Politicians are always looking for new ways of reaching out and connecting with the people. So, a Swedish one decided to combine his passion for games with connecting with the public at the same time.
The man in question is Rickard Nordin, a represent of the liberal-agrarian party "Centerpartiet" and a member of the Swedish House of Parliment. Instead of causing headline for going to strip clubs and buying overpriced alcohol with a government supported Union or using taxpayer dime to buy Toblerone and other expensive things, or going to strip clubs in Brussels when you're supposed to be in EU meetings and then blame it on fog which made it impossible to notice that it was a strip club he spent hours in (yes, this happened), Nording is making headlines for streaming Hearthstone.
Anyone who is remotely interesting in the online world knows of this little streaming platform called Twitch, a place where people stream games, talk to people and build fan bases. That is exactly what Nordin does every week when he sits back and plays his Beast druid deck and talks Swedish politics, he uses it as a way to communicate with his viewer, potential voters, and fellow politicians. He also uses it as a way to promote eSports in Sweden, to give it the same treatment as regular sports.

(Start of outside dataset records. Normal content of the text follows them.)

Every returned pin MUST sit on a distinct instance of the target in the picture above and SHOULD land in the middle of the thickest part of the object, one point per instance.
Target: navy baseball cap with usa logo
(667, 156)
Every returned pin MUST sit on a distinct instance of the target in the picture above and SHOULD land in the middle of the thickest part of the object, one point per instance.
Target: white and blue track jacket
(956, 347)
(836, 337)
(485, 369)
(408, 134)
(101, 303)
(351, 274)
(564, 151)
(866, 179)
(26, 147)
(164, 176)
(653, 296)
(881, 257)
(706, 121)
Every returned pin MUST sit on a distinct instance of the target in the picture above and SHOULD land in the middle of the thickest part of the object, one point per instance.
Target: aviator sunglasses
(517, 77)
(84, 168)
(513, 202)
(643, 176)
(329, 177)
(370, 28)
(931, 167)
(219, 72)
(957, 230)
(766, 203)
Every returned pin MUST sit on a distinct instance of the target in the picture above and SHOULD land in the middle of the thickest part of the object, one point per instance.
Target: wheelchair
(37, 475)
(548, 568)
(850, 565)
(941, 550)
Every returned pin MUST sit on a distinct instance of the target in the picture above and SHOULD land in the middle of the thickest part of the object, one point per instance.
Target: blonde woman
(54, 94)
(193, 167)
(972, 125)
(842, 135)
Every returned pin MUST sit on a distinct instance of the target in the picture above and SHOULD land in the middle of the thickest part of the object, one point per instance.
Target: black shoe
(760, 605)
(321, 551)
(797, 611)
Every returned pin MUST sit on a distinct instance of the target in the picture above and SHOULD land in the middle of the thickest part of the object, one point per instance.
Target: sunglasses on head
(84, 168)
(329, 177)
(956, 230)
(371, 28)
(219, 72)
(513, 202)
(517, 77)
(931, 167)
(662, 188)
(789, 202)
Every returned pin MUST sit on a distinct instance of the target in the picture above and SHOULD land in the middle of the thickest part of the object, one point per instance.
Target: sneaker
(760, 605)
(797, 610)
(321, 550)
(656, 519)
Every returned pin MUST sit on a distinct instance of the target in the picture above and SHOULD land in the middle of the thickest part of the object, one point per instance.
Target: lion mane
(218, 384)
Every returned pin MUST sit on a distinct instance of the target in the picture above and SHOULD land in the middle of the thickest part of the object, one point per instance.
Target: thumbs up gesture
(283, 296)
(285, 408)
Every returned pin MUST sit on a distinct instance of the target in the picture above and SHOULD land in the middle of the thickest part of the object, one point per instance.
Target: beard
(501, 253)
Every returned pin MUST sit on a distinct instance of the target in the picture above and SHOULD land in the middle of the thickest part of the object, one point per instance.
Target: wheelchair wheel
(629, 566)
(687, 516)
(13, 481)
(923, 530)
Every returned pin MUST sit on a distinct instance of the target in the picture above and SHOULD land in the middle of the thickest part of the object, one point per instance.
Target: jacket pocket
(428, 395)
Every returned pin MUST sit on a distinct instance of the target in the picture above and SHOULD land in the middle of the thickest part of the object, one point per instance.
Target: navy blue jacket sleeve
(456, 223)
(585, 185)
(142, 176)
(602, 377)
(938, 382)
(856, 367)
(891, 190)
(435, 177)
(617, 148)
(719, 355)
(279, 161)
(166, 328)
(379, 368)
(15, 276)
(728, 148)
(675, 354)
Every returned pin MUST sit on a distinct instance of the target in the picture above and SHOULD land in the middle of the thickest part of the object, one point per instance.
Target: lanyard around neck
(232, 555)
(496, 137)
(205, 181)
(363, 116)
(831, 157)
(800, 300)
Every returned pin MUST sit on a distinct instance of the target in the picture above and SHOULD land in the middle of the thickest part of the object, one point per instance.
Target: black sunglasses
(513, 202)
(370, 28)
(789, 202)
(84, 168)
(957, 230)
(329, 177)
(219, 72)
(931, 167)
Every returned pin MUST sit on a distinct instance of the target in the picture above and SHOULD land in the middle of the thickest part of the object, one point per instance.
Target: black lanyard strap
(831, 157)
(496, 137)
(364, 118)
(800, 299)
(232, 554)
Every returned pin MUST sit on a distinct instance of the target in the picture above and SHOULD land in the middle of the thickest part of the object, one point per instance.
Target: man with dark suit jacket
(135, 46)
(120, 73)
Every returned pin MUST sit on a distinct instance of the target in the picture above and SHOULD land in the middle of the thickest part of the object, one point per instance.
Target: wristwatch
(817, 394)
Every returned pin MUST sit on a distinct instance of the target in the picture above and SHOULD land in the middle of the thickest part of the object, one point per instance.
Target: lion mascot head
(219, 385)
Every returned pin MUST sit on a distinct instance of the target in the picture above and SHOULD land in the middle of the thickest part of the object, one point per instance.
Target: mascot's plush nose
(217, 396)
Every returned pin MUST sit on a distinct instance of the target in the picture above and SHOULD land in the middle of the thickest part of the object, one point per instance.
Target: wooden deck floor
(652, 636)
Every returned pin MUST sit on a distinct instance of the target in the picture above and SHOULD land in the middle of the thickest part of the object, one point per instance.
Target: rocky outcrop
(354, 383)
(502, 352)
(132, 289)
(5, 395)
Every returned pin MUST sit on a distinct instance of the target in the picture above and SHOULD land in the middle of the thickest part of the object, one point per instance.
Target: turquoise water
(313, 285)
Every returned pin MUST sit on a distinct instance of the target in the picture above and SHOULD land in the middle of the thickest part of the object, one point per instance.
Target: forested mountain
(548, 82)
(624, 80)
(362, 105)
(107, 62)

In an interview with Glixel he explained why he had started connecting with people like this and explained that some go to supermarkets to talk about issues there, he goes online to talk about what is close to his heart, showing that gaming isn't the worst people can do.
" I just want to level the playing field so that eSports is treated the same way as other sports.[…] I also want to promote all the good things about eSports. Team spirit, learning the English language, quick decision making, thinking strategically and logically and so on. There are so many prejudices – about people sitting at their computers instead of playing outside and meeting their friends – to fight that I guess I will have plenty of work to do before it's fully accepted in society."
He does indeed have quite a bit of work ahead of him if he wants to help place eSports on the same level as regular sports, but you have to start somewhere and win over the right people, or as Nordin said: "You can't win them all, but I aim to win enough."
Nordin plans on streaming Tuesdays 19.00-20.00 CET until at least summer, and though his stream is mostly in Swedish he has promised to try and answer some of the questions asked in English.